しからば最後を飾るにふさわしく、島の東岸にあるビーチまで行って最果て気分を味わおう、そのあとで街に戻ろう、というのが今日の行程である。
ひそやかなビーチ
クタビーチを出て丘をひとつ越えると、別のビーチに行き当たった。これがまたいきなり風光明媚のサプライズだ。
クタの砂浜は普通の砂だったが、ここだけは白い砂浜が広がり、海もアクアマリン色をしている。宮古島とかにワープしてしまったかと思った。しかも見渡す限り人がいない。
ここは知られざる穴場ビーチだ、さすがはわたしだ、としばし悦に入る。
そのうち近くのリゾートホテルから車で運ばれてきた家族連れが来たが、それでも付近の人口5人ぐらい。このシークレットスポットをほぼ独占して味わえた。ビーチに関してはもうこれで満足である。
あとで調べたらこのあたりはドンドンビーチという名らしい。どんどん。
アワンまで
東岸の最果て、アワンという村まで行こうと思った。
道はダートかつアップダウンも多くけっこう難儀する。緑の多かった西半分と異なり、この辺りは乾いて荒涼とした風景が続く。農地も少ない。
このあたりにもササク族の集落が点在する。家畜がウロウロしていたり、おばはんがマンデイ(水浴)していたりする。
アワンの村で空腹
ふたたび海が見えて、海岸に降りるすごいダウンヒルの先、どん詰まりがアワンの集落だった。
小さな漁港があって、魚の入ったバケツを頭の上に載せて運ぶおばはんたちが行き交っている。
ビーチ沿いの集落で何か食べていきたいと思ったが、食堂らしきものは見当たらない。誰もここまで来てごはん食べようとは思わないのだ。
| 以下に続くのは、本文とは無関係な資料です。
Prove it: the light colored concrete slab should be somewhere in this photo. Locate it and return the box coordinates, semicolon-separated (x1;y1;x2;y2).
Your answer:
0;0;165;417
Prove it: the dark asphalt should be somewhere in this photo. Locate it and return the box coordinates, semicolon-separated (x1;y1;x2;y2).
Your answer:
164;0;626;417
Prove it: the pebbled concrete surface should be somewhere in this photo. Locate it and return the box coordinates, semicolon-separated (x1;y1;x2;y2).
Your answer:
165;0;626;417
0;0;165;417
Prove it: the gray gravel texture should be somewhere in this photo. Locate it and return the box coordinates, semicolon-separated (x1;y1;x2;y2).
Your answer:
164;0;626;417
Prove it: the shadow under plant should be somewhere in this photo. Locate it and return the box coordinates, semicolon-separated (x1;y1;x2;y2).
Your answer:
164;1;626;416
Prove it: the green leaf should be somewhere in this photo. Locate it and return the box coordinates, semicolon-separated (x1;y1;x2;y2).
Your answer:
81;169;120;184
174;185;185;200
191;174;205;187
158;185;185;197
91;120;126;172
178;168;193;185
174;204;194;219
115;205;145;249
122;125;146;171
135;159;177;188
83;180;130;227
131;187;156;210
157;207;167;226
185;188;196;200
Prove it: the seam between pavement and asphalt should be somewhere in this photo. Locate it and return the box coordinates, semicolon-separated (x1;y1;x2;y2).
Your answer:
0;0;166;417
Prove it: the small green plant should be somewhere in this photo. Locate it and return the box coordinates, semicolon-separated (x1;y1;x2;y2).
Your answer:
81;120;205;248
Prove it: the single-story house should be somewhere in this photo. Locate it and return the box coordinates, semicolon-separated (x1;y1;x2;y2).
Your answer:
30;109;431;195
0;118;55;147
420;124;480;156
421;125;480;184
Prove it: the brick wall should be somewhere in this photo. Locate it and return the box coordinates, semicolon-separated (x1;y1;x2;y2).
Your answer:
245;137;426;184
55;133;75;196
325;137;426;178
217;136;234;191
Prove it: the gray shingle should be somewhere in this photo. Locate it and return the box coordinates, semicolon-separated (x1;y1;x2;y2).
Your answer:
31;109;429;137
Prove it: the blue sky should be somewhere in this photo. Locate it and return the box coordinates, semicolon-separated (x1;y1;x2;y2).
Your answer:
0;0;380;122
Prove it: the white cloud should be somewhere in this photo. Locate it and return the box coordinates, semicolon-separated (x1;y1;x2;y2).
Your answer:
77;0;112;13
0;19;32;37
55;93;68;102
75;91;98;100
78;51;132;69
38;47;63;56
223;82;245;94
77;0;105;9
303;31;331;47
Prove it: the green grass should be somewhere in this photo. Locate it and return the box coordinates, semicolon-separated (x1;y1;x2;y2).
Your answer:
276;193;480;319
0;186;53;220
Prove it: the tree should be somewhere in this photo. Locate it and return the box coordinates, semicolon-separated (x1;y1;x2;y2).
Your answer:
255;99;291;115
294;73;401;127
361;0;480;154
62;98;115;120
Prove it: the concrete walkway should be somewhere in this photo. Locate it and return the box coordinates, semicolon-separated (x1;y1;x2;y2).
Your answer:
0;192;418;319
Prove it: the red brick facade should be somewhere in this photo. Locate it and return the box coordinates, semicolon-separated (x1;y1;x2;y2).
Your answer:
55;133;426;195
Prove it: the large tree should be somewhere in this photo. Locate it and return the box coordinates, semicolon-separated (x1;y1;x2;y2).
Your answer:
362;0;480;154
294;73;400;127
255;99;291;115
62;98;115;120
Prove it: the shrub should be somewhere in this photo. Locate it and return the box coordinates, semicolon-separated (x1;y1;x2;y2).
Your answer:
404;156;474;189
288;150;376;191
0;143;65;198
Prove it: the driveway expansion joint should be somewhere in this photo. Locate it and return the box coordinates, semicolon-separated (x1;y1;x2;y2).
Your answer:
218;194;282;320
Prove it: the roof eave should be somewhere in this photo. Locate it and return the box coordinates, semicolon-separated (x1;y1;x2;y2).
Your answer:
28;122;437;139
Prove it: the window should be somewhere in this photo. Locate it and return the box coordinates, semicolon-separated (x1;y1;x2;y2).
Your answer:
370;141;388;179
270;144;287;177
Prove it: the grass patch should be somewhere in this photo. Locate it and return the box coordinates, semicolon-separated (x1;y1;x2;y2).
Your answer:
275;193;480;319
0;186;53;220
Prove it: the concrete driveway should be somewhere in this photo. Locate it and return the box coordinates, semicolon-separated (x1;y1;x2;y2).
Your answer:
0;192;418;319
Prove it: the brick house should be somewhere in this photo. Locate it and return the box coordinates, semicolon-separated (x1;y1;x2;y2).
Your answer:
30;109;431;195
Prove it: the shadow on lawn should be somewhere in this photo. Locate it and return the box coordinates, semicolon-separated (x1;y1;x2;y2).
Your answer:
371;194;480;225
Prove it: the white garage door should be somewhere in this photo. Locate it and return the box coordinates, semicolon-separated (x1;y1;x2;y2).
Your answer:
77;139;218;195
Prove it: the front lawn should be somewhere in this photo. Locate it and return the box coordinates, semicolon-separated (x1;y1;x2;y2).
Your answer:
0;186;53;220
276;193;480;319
あんだけ魚があるんだから焼魚定食とか出してくれよと思ったが、しかしこの先の道沿いも食べるところがどこにあるかは定かでない。
小さな雑貨屋があるので何か買おうかと思ったが、ここも乾きものしかない。
インスタントラーメンならあるよと上半身裸パン1のラフなおっさんが言う。しかしわたしは今この場でなんか食って行きたいんだと言うと、おっさんはよしわかったと言うそぶりでカセットコンロと鍋を出してきて、おもむろにその場でラーメンを煮てくれた。
インスタントラーメンのイートイン。けっこうそういう客がいるのかもしれない(ちなみにカップラーメンは無かった)。
ムジュールまで
アワンからは内陸にとって返し、最果てから中心都市を目指す。
といっても道はさらに険しい。こんなんならダートのままにしてくれてたほうがラクだと言いたくなるような荒れた舗装で、巡航速度が10km /hとかになる。上り坂では通りかかった中学生のスクーターに掴まって引っ張ってもらったりもした。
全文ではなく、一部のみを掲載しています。